Additional Information

Official title Systems Biology of 23 Valent Pneumococcal Polysaccharide Vaccine (PNEUMOVAX®23) and 13-valent Pneumococcal Conjugate Vaccine (PREVNAR 13®)
Principal investigator Nadine Rouphael, MD
Description RATIONALE: PCV13 [13-valent pneumococcal conjugate vaccine (Prevnar®13)] induces better functional immune responses when compared to PPV23 [23-valent pneumococcal polysaccharide vaccine (Pneumovax®23)] in older naïve adults. We hypothesize that this is due to intrinsic defects in innate responses that could explain the poor immunogenicity of PPV23 when compared to PCV13. Therefore, we propose to extensively study innate and adaptive immune responses generated after administration of either pneumococcal polysaccharide or conjugate vaccines in older adults. STUDY DESIGN: Single center, open label study in which adult healthy volunteers will be vaccinated with either PPV23 or PCV13. Blood samples will be collected on Days D0 (at enrollment) and D1, D3, D7, D14, D30 and D180 post vaccination to study innate and adaptive immune responses.

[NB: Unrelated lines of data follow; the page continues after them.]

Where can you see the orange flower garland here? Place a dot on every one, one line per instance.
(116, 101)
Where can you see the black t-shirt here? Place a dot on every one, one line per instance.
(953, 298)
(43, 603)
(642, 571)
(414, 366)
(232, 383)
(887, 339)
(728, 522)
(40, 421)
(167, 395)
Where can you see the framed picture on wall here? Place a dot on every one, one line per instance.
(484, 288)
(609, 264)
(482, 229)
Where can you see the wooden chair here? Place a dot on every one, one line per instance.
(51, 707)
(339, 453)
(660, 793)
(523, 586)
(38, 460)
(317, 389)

Even though PPV23 and PCV13 are considered safe, volunteers will be asked to report any local or systemic AEs from Day 0 (vaccination) to Day 7 . Reactogenicity events will also be evaluated by injection site examination on visits at D0, D1, D3 and D7. Also volunteers are asked to report any local or systemic AEs for 30 days post vaccination and any SAEs for 180 days post vaccination. Volunteers are also asked to report local and systemic AEs developing the day of a blood draw.
Trial information was received from ClinicalTrials.gov and was last updated in March 2016.
Information provided to ClinicalTrials.gov by Emory University.